Singularities in fidelity surfaces for quantum phase transitions: a geometric perspective

TL;DR

This paper explores how the geometric properties of fidelity surfaces, specifically Gaussian curvature, reveal quantum phase transitions and critical behavior in quantum lattice systems, exemplified by the transverse Ising model.

Contribution

It introduces a geometric perspective using Gaussian curvature to identify and analyze quantum phase transitions, including finite size scaling and critical exponent extraction.

Findings

Gaussian curvature becomes singular at transition points.

Finite size scaling confirms the critical exponent matches conformal invariance.
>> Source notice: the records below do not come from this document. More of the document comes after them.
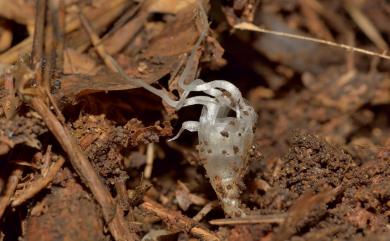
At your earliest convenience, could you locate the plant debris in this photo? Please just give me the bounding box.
[0,0,390,241]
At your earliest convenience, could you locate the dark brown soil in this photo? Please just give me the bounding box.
[0,0,390,241]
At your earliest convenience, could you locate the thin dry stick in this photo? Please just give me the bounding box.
[11,157,65,207]
[234,23,390,60]
[30,97,138,241]
[209,214,287,225]
[31,0,47,73]
[80,9,118,72]
[192,201,219,222]
[0,0,128,64]
[0,167,23,218]
[141,200,220,241]
[344,1,389,50]
[25,1,138,241]
[144,143,154,179]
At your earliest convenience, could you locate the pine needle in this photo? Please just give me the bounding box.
[234,22,390,60]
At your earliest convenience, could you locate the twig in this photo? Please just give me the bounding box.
[31,0,47,85]
[26,1,138,241]
[11,157,65,207]
[141,200,220,241]
[0,167,23,218]
[234,23,390,60]
[209,214,287,225]
[144,143,154,179]
[79,9,118,72]
[192,201,219,222]
[30,97,138,241]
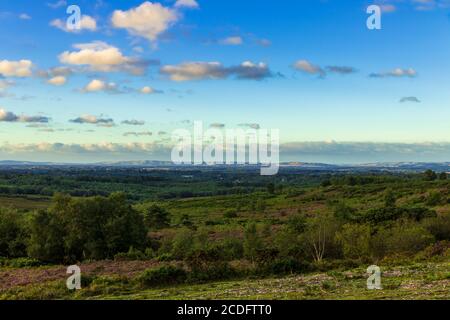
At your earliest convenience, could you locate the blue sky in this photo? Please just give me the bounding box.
[0,0,450,163]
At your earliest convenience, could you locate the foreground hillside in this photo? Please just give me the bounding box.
[0,171,450,299]
[0,257,450,300]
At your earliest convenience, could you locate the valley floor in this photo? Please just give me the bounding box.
[0,261,450,300]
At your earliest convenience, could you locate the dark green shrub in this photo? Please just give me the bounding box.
[136,266,187,288]
[423,214,450,241]
[114,247,147,261]
[223,209,238,219]
[263,257,311,275]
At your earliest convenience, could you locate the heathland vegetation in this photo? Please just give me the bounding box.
[0,169,450,299]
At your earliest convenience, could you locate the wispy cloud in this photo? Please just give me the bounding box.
[50,15,97,33]
[0,108,51,123]
[370,68,417,78]
[69,115,114,126]
[111,1,178,41]
[160,61,273,81]
[400,97,421,103]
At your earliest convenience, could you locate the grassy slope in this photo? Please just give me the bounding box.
[0,260,450,300]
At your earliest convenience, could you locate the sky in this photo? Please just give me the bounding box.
[0,0,450,163]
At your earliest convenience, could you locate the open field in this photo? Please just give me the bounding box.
[0,259,450,300]
[0,170,450,299]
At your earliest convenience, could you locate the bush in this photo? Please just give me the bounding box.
[223,209,238,219]
[423,214,450,241]
[336,224,371,259]
[374,223,435,255]
[0,258,42,268]
[114,247,148,261]
[263,257,311,275]
[28,193,147,262]
[0,209,27,258]
[426,191,446,207]
[188,262,238,283]
[136,266,187,288]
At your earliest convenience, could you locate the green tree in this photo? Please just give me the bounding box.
[267,182,275,194]
[244,222,263,262]
[0,209,27,258]
[424,169,437,181]
[384,189,397,208]
[144,204,170,230]
[29,193,147,262]
[336,224,371,259]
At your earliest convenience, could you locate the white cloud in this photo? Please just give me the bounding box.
[294,60,325,76]
[111,1,178,41]
[175,0,199,8]
[123,131,153,137]
[161,62,226,81]
[141,86,156,94]
[50,15,97,33]
[0,108,50,123]
[0,80,14,93]
[122,120,145,126]
[69,114,114,126]
[220,37,244,46]
[0,60,33,78]
[82,79,121,93]
[370,68,417,78]
[47,0,67,9]
[160,61,272,81]
[19,13,31,20]
[47,76,67,86]
[59,41,149,75]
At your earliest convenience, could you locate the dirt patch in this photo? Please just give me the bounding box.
[0,261,159,291]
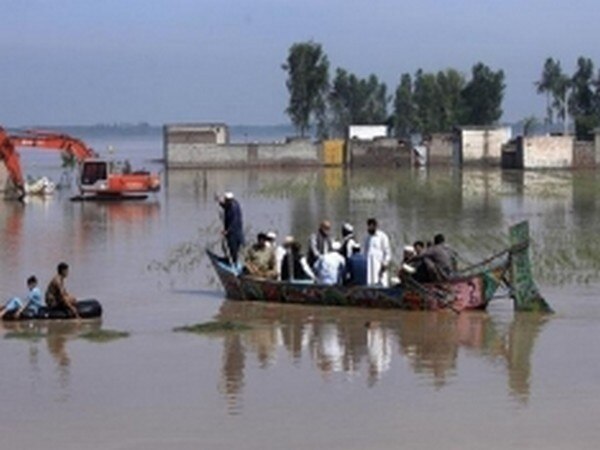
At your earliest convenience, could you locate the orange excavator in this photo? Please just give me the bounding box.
[0,127,160,200]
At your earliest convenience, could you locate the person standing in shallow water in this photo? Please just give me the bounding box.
[218,192,244,264]
[45,262,79,319]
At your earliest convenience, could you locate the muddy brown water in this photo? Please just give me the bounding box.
[0,147,600,450]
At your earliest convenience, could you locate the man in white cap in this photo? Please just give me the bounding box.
[364,218,392,287]
[314,241,346,285]
[218,192,244,264]
[267,231,285,280]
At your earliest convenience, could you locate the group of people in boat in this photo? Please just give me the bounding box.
[0,262,79,319]
[217,192,456,287]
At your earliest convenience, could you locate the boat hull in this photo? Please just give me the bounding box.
[207,250,506,311]
[2,299,102,321]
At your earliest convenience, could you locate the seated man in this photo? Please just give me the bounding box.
[281,236,316,281]
[315,242,346,285]
[0,275,44,319]
[46,262,79,319]
[413,234,456,282]
[244,233,277,280]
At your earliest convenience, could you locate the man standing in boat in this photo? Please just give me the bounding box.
[307,220,332,268]
[364,218,392,287]
[218,192,244,265]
Fidelity surface geometry effectively detects quantum criticality.

Abstract

The fidelity per site between two ground states of a quantum lattice system corresponding to different values of the control parameter defines a surface embedded in a Euclidean space. The Gaussian curvature naturally quantifies quantum fluctuations that destroy orders at transition points. It turns out that quantum fluctuations wildly distort the fidelity surface near the transition points, at which the Gaussian curvature is singular in the thermodynamic limit. As a concrete example, the one-dimensional quantum Ising model in a transverse field is analyzed. We also perform a finite size scaling analysis for the transverse Ising model of finite sizes. The scaling behavior for the Gaussian curvature is numerically checked and the correlation length critical exponent is extracted, which is consistent with the conformal invariance at the critical point.